Page 15: Summing up the early internet

The Internet is thus in conflict with…

• Property rights (copying/sharing is inherent to computers; making a copy does not equal taking a physical object)

• Governments that try to interfere with it.• What else?• Do you agree?

Page 16: Summing up the early internet

First blog post due Feb 1

• Your post should be based on the readings for Jan. 25 and Jan. 30 in the syllabus. Your post should be about 500 words.
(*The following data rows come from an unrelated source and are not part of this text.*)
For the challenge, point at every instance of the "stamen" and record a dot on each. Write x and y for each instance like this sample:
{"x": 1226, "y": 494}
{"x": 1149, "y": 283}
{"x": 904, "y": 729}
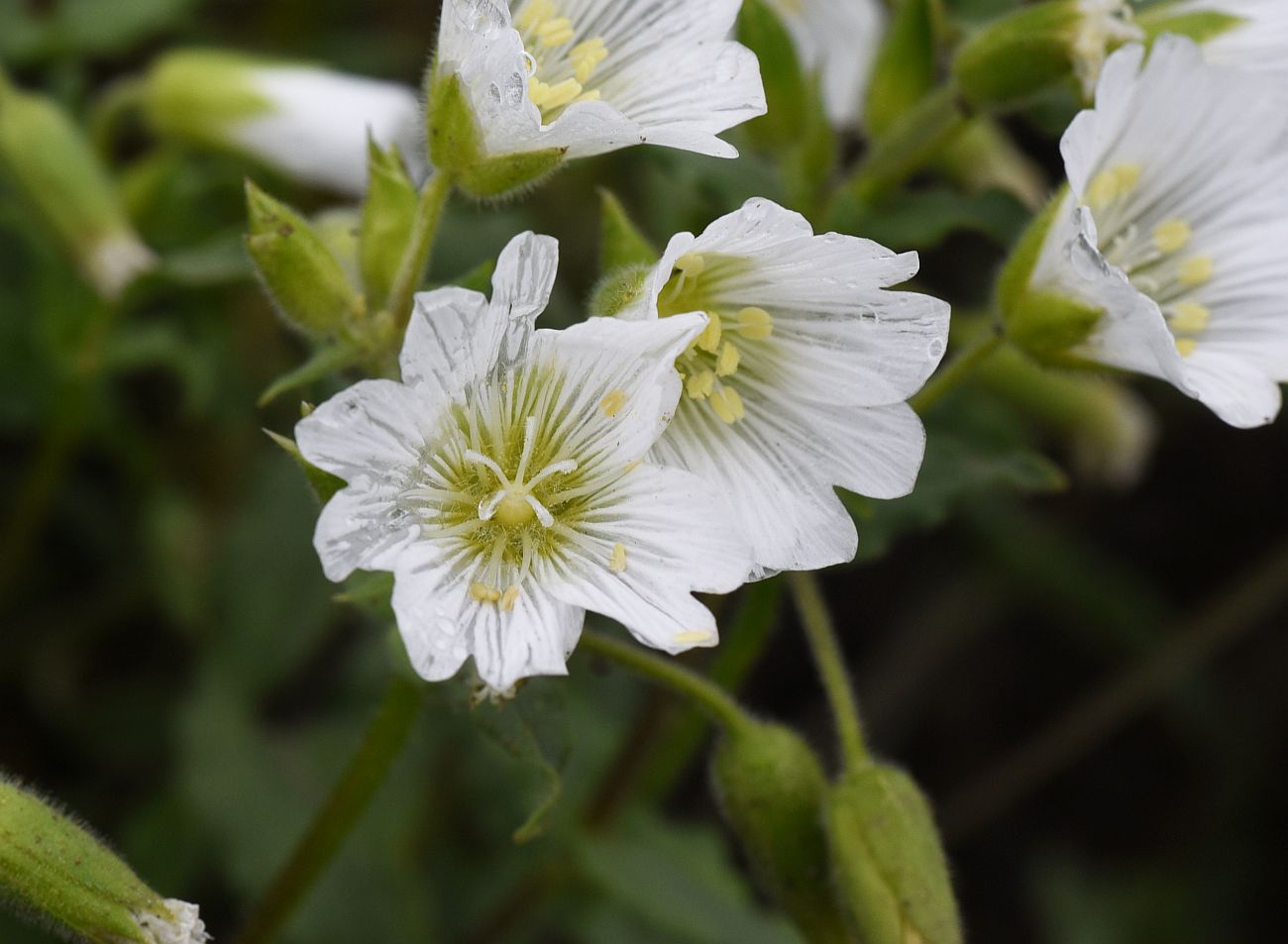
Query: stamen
{"x": 612, "y": 403}
{"x": 617, "y": 562}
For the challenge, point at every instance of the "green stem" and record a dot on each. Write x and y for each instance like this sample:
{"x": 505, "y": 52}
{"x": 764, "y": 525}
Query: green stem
{"x": 979, "y": 351}
{"x": 429, "y": 214}
{"x": 909, "y": 147}
{"x": 382, "y": 743}
{"x": 719, "y": 706}
{"x": 825, "y": 648}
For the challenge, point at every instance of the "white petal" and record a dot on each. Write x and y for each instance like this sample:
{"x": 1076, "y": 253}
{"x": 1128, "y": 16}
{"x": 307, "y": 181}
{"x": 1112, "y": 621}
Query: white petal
{"x": 442, "y": 625}
{"x": 320, "y": 120}
{"x": 456, "y": 336}
{"x": 372, "y": 430}
{"x": 678, "y": 539}
{"x": 361, "y": 528}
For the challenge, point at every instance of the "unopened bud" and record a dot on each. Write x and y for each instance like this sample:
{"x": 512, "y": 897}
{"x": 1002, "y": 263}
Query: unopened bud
{"x": 456, "y": 147}
{"x": 310, "y": 124}
{"x": 299, "y": 270}
{"x": 773, "y": 793}
{"x": 1041, "y": 46}
{"x": 55, "y": 871}
{"x": 889, "y": 866}
{"x": 53, "y": 167}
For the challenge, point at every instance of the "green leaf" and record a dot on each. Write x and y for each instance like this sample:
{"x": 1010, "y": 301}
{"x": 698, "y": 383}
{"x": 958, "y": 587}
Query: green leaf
{"x": 621, "y": 243}
{"x": 679, "y": 881}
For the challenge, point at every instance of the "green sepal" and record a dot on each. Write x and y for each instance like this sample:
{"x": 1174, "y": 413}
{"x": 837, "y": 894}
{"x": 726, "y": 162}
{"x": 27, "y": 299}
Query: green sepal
{"x": 456, "y": 147}
{"x": 773, "y": 790}
{"x": 617, "y": 290}
{"x": 1019, "y": 55}
{"x": 299, "y": 270}
{"x": 1043, "y": 323}
{"x": 619, "y": 241}
{"x": 54, "y": 870}
{"x": 54, "y": 170}
{"x": 889, "y": 865}
{"x": 1199, "y": 26}
{"x": 323, "y": 483}
{"x": 387, "y": 218}
{"x": 905, "y": 68}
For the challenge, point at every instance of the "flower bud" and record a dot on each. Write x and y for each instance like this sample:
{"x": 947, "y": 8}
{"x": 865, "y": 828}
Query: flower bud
{"x": 888, "y": 862}
{"x": 58, "y": 872}
{"x": 456, "y": 149}
{"x": 772, "y": 789}
{"x": 53, "y": 167}
{"x": 1025, "y": 52}
{"x": 387, "y": 218}
{"x": 301, "y": 274}
{"x": 307, "y": 123}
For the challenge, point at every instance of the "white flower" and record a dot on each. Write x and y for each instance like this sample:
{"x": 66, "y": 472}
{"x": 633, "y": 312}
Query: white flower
{"x": 310, "y": 124}
{"x": 502, "y": 481}
{"x": 599, "y": 75}
{"x": 1260, "y": 42}
{"x": 1176, "y": 227}
{"x": 183, "y": 925}
{"x": 316, "y": 125}
{"x": 799, "y": 380}
{"x": 838, "y": 39}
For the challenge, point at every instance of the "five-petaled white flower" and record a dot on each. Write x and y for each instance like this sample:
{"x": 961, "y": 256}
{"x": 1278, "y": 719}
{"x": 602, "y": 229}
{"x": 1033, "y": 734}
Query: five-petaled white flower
{"x": 800, "y": 378}
{"x": 1176, "y": 227}
{"x": 1257, "y": 38}
{"x": 837, "y": 39}
{"x": 505, "y": 481}
{"x": 591, "y": 76}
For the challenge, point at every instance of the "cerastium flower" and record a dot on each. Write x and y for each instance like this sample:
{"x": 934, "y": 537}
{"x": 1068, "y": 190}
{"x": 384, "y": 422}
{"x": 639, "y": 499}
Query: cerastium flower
{"x": 1171, "y": 244}
{"x": 505, "y": 481}
{"x": 580, "y": 77}
{"x": 800, "y": 378}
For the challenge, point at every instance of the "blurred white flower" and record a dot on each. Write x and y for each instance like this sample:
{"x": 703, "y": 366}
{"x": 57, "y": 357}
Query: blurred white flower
{"x": 800, "y": 378}
{"x": 597, "y": 75}
{"x": 1176, "y": 227}
{"x": 310, "y": 124}
{"x": 838, "y": 39}
{"x": 1257, "y": 38}
{"x": 502, "y": 481}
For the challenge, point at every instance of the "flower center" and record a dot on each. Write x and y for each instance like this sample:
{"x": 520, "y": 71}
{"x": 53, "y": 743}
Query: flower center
{"x": 1154, "y": 258}
{"x": 561, "y": 63}
{"x": 713, "y": 359}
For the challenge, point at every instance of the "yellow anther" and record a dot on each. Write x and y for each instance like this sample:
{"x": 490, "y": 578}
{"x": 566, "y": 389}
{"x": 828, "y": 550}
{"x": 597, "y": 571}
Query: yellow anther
{"x": 699, "y": 385}
{"x": 509, "y": 597}
{"x": 692, "y": 264}
{"x": 726, "y": 365}
{"x": 612, "y": 403}
{"x": 514, "y": 510}
{"x": 1113, "y": 184}
{"x": 585, "y": 56}
{"x": 535, "y": 14}
{"x": 1189, "y": 317}
{"x": 550, "y": 97}
{"x": 555, "y": 33}
{"x": 728, "y": 404}
{"x": 1172, "y": 236}
{"x": 1196, "y": 270}
{"x": 694, "y": 638}
{"x": 617, "y": 563}
{"x": 755, "y": 323}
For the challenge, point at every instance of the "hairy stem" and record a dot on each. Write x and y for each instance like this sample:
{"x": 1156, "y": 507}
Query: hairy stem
{"x": 380, "y": 747}
{"x": 825, "y": 648}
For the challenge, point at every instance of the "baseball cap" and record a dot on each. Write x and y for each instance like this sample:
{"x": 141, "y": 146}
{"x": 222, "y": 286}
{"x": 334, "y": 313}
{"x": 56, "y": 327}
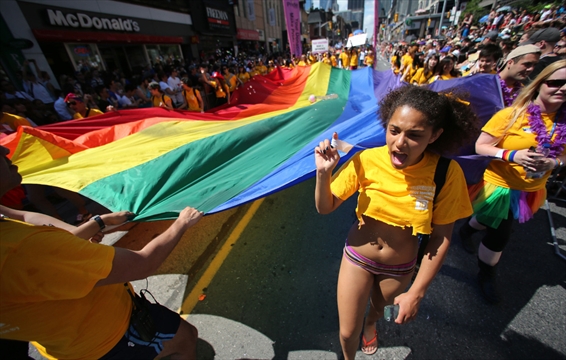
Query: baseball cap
{"x": 492, "y": 35}
{"x": 551, "y": 35}
{"x": 217, "y": 75}
{"x": 522, "y": 50}
{"x": 71, "y": 96}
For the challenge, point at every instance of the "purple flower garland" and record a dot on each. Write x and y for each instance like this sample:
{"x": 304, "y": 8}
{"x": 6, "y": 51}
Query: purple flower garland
{"x": 542, "y": 136}
{"x": 509, "y": 95}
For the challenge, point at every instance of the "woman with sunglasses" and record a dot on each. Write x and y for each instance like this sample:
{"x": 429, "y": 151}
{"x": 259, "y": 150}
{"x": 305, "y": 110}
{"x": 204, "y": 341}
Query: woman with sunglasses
{"x": 529, "y": 139}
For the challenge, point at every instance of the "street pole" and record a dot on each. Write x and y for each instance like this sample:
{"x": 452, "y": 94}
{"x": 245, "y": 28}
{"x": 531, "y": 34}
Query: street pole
{"x": 441, "y": 17}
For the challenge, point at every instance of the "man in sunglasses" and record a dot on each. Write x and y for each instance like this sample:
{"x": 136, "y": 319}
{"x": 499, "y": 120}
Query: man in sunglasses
{"x": 81, "y": 109}
{"x": 518, "y": 65}
{"x": 544, "y": 39}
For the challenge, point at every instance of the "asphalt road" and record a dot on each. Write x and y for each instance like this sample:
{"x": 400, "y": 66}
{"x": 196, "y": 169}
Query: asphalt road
{"x": 275, "y": 295}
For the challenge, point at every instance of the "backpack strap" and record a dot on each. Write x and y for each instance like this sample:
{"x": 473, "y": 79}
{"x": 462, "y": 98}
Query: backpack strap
{"x": 439, "y": 180}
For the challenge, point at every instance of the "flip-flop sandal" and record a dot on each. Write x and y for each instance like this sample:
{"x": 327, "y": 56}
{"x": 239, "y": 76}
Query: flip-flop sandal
{"x": 366, "y": 343}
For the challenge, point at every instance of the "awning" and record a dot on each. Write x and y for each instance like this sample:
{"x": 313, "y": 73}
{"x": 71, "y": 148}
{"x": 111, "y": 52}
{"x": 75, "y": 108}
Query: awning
{"x": 245, "y": 34}
{"x": 103, "y": 37}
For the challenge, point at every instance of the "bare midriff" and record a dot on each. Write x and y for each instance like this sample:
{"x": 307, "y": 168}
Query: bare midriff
{"x": 383, "y": 243}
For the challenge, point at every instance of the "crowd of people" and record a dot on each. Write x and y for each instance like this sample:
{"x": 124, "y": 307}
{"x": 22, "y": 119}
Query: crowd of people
{"x": 403, "y": 209}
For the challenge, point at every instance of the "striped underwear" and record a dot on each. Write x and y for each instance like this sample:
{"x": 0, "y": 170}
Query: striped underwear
{"x": 376, "y": 268}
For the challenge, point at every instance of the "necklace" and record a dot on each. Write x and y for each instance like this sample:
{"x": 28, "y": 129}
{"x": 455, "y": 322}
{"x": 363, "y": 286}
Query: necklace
{"x": 509, "y": 95}
{"x": 542, "y": 136}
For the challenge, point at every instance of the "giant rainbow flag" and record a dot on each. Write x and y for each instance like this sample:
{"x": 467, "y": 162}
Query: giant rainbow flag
{"x": 154, "y": 162}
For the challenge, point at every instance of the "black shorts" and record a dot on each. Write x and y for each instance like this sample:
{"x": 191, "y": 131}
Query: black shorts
{"x": 132, "y": 347}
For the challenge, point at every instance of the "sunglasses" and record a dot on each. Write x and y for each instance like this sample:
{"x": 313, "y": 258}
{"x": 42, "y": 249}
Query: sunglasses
{"x": 557, "y": 83}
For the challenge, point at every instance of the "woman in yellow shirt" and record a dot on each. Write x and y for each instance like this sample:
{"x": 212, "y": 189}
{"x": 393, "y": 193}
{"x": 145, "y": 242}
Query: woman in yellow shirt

Either:

a) summarize at least one of the key arguments made in those readings and analyze and evaluate that argument, explaining why you agree or disagree with it, using relevant material from those readings, class discussion, or your own work, experiences and/or research; or

Page 17: Summing up the early internet

b) explore this question: what are the default behaviors and traditional practices exposed and potentially disrupted by the new culture made possible by the emergence of the Internet. Treat this as establishing a baseline where you are essentially saying what you think now about these issues. At the end of the semester it will be useful for you to go back and see how your views may have changed or been expanded.

• Creativity, use of relevant outside sources, and compelling arguments will all improve how these posts are graded.